Chilblain is pain, reddening, swelling, and/or itching of the skin, usually on the fingers, toes, ears, and nose. All symptoms are mild and chilblain causes no permanent damage, but it can progress to frostbite if the air is below 32°F/0°C and if exposure is prolonged. Treat chilblain by covering the affected skin with warm clothing and, if possible, get out of the cold long enough to warm up.

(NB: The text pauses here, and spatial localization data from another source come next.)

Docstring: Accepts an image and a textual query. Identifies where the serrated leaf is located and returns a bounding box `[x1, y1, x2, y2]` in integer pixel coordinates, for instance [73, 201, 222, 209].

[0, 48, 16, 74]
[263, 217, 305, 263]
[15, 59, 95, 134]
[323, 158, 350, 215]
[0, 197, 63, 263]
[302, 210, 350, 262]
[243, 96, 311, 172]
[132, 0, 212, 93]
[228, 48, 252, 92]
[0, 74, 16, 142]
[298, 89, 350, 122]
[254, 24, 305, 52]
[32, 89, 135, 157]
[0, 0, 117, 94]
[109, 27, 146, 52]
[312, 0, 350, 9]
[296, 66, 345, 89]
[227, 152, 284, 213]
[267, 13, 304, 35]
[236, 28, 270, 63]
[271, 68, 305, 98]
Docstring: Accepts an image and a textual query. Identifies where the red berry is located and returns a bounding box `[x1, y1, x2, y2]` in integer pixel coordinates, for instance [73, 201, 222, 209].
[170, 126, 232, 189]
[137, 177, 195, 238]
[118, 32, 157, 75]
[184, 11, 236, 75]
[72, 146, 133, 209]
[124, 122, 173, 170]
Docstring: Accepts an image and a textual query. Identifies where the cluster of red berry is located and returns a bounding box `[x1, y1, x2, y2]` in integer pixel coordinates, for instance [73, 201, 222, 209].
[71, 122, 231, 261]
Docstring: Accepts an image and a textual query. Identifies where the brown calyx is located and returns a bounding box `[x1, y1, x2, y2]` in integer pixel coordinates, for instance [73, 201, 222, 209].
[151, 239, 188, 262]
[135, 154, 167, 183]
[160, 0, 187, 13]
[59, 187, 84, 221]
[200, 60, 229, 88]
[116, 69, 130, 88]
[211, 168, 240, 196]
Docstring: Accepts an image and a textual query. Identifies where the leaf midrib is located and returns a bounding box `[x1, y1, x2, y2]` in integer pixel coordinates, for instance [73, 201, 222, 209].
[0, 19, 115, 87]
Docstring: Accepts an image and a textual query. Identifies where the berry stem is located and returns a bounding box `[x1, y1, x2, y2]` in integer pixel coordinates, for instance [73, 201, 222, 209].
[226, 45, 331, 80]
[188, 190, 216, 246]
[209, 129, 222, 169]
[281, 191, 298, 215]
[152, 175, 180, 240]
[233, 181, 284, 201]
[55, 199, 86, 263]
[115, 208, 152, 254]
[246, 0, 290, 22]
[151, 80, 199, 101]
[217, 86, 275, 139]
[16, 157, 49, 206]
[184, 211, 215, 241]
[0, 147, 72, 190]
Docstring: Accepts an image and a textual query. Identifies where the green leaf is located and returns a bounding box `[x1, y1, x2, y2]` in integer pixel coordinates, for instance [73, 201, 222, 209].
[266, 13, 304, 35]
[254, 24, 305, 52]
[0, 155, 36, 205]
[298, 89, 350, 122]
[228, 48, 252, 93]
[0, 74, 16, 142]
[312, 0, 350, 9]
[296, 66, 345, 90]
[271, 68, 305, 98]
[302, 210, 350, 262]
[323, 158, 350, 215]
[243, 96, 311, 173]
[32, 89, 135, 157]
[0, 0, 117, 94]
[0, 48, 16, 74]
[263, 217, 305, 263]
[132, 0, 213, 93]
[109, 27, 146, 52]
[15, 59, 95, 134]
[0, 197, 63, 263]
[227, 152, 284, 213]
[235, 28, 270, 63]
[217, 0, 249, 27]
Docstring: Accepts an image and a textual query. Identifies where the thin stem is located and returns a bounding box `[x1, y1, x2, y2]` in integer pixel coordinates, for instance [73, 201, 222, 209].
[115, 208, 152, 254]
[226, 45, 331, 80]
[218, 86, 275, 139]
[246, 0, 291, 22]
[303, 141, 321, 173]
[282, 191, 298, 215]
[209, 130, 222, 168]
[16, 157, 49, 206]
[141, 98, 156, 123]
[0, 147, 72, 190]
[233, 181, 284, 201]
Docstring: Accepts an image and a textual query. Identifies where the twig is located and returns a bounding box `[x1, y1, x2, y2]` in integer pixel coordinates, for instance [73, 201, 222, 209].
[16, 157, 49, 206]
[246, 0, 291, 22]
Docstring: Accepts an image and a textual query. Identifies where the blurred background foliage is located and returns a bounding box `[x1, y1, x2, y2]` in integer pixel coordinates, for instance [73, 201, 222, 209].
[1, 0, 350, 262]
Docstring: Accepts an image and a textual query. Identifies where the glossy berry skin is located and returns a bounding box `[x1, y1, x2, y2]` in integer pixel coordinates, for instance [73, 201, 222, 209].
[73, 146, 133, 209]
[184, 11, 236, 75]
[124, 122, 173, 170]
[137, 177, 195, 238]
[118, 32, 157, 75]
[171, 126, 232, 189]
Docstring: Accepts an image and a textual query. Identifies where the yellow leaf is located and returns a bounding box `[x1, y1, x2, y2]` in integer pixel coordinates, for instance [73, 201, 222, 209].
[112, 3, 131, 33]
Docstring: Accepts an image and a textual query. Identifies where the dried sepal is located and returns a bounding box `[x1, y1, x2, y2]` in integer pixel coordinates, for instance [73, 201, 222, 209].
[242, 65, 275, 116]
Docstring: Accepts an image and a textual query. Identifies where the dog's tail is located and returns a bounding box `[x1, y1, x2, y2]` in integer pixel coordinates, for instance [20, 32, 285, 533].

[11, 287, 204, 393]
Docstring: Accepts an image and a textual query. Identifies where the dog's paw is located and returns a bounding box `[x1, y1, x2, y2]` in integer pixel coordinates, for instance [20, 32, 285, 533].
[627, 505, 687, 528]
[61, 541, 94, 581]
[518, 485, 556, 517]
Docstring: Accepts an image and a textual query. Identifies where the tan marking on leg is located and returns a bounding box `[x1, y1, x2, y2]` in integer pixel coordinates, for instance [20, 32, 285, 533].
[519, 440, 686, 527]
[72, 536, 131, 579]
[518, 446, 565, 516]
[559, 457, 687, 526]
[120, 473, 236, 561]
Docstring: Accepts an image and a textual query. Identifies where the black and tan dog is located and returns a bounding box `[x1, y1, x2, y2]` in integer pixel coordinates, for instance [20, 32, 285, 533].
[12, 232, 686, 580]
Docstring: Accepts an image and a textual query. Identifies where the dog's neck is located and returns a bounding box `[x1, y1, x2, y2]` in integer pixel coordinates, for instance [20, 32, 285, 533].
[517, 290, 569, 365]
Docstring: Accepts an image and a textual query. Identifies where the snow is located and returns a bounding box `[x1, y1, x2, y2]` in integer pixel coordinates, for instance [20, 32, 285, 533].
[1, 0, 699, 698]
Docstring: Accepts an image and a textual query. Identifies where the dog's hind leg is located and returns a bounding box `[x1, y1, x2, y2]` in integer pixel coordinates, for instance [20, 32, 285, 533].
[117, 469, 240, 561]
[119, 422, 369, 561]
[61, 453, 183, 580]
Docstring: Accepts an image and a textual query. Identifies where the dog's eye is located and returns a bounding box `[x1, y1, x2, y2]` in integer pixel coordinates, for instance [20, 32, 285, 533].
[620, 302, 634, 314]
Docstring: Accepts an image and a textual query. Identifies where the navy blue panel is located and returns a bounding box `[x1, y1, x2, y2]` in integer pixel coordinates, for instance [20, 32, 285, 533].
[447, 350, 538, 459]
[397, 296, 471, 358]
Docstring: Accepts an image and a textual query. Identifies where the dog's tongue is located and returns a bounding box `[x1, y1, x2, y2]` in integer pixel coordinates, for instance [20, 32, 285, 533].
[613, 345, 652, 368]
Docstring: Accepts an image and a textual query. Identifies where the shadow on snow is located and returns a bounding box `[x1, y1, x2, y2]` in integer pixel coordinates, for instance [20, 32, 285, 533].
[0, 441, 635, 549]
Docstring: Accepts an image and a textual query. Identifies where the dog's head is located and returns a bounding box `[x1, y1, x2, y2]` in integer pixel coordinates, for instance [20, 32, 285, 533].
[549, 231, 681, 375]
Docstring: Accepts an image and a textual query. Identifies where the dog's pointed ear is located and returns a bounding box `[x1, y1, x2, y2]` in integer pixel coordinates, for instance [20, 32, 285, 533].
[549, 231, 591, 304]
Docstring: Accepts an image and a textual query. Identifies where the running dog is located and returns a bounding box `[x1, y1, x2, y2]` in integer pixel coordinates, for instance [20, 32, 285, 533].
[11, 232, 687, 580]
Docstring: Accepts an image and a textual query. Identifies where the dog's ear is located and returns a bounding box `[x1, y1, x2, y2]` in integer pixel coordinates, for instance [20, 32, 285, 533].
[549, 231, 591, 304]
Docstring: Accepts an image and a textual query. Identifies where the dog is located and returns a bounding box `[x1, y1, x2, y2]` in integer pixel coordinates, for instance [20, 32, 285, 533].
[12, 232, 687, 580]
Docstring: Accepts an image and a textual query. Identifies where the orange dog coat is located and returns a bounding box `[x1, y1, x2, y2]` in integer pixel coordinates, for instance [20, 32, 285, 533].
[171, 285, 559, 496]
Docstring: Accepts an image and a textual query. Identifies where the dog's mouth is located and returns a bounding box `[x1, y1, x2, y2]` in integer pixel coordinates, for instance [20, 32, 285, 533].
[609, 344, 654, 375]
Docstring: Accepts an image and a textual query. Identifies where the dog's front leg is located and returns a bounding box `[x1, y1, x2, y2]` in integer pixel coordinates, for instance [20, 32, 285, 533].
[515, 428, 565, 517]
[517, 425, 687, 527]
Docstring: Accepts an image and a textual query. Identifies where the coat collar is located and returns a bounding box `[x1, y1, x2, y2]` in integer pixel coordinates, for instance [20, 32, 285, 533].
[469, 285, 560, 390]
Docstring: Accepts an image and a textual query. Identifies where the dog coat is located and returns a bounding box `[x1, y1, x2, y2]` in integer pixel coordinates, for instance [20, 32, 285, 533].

Frostbite can occur in temperatures below 32°F/0°C. Symptoms include severe numbness, blistering, swelling, yellow or waxy skin, and severe pain after rewarming. Treat frostbite by gradually warming the area, but don't do so if you suspect the tissue will freeze again before you can find help; tissue damage gets significantly worse if the same cells freeze multiple times.
Hypothermia is a lowering of your core temperature below 95°F/35°C. If you can't avoid being exposed to below-freezing temperatures, keep moving and do aerobic exercise as needed to warm up — but avoid excess sweating. Wet clothing will quickly freeze and further increase your risk of cold-weather injuries. Symptoms of moderate to severe hypothermia include excessive shivering, loss of coordination, confusion, and slurred or muffled speech. If you notice any of these symptoms, find warm shelter as soon as possible.
Unfortunately, a great many plants often touted as medicinal are likely or definitively ineffective. There are a few exceptions: Using willow bark, you can make tea that functions similarly to aspirin, and aloe vera sap can alleviate the pain from mild burns — these are well-known medicinal plants and their efficacy has been strongly supported by science. However, unless you are absolutely certain of a particular plant's usefulness as medicine, it's best not to rely on herbs to manage pain.
Instead, try more general pain management strategies, such as "3x3" breathing. If you're in pain, inhale slowly over three seconds, hold it for three seconds, and exhale slowly over three seconds. Also, try to remain calm and avoid focusing on the illness or injury that's causing you pain. These simple mental tricks won't suppress pain completely, but they can help mitigate it.
There's a lot to cover about survival medicine, even at the basic level. What you lack in materials in a survival situation, you'll be able to make up for with knowledge and resourcefulness. Hopefully, this guide is useful to you as an introductory primer and will provide invaluable information in the worst case scenario.